= Neil Waka =

New Zealand broadcaster and journalist

Neil Waka is a New Zealand broadcaster and journalist.

== Education and media career ==
After graduating from Rotorua Boys' High School, he began his media career in radio as a news and current affairs journalist before moving into television. Waka helped establish and was the first presenter in New Zealand of TV3's Nightline presenting and reporting for Nightline for three years. Waka also presented his own sports show for three years, Wynns Sport Sunday while also hosting New Zealand's first NBA show before becoming the official weekend news reader. He presented multiple programmes at TV3 including current affairs show Inside New Zealand and was the official news presenter and reporter trainer for four years. In 2000 Waka joined the TVNZ breakfast team with Mike Hosking and Kate Hawkesby as news reader, becoming the Late News presenter the following year, before joining Judy Bailey at 6pm News 12 months later, staying there for five years. Waka also developed and presented the first weekday 4:30pm news bulletins on One News for TVNZ, for almost two years from 2007.

== Corporate career ==
In 2010 Waka resigned from his television roles and moved into public relations.

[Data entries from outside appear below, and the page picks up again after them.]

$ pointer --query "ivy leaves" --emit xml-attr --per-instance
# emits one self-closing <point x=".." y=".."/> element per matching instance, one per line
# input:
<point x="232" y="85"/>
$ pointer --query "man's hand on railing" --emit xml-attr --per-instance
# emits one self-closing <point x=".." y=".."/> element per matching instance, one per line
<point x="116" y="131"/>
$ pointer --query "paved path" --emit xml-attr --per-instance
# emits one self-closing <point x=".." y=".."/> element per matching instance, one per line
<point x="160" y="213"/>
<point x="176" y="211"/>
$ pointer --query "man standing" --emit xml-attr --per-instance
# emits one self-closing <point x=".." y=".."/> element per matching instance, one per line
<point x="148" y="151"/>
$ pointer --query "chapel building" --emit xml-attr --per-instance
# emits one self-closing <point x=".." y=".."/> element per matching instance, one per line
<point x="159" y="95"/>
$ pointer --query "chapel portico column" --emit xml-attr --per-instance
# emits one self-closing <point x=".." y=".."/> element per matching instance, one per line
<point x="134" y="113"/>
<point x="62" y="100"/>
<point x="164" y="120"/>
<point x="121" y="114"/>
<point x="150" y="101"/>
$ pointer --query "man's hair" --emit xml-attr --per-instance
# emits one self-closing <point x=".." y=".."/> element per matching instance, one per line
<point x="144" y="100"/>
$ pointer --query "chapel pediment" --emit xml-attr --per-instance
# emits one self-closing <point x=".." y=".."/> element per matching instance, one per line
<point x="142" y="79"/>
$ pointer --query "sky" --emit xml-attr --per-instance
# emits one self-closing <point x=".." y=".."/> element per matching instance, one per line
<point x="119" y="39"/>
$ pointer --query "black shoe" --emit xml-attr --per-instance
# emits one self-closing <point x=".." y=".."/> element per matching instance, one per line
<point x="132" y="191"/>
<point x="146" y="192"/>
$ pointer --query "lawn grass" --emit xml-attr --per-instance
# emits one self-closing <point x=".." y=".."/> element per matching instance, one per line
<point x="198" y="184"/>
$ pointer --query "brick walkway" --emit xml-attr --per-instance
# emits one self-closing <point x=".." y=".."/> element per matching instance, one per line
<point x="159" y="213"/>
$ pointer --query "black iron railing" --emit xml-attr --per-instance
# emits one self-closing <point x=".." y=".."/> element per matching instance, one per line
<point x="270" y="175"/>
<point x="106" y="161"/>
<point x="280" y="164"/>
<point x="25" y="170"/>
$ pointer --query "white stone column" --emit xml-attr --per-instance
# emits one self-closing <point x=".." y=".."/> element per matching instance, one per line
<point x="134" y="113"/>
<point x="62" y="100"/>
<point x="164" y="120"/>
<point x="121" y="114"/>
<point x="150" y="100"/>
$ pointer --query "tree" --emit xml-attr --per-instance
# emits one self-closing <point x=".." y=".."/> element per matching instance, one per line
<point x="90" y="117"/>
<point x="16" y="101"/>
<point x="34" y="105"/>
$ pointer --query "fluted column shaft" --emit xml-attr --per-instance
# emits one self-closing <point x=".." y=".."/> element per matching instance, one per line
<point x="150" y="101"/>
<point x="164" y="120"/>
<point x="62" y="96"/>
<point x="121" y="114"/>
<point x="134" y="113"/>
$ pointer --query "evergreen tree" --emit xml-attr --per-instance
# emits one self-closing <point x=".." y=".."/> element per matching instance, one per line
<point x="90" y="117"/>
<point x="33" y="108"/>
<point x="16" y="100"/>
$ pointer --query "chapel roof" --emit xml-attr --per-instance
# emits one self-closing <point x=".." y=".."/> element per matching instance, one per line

He took on a corporate role with global organisation General Motors Holden New Zealand for five years before moving to Coca-Cola Amatil New Zealand as head of corporate affairs for New Zealand and Fiji.

==Return to journalism ==
Waka returned to New Zealand television as a guest sports news presenter for Newshub's AM Show prior to Christmas 2019, and the following year he took a broadcasting role at Māori Television presenting the current affair programme Te Ao Tapatahi, which he held until December 2023.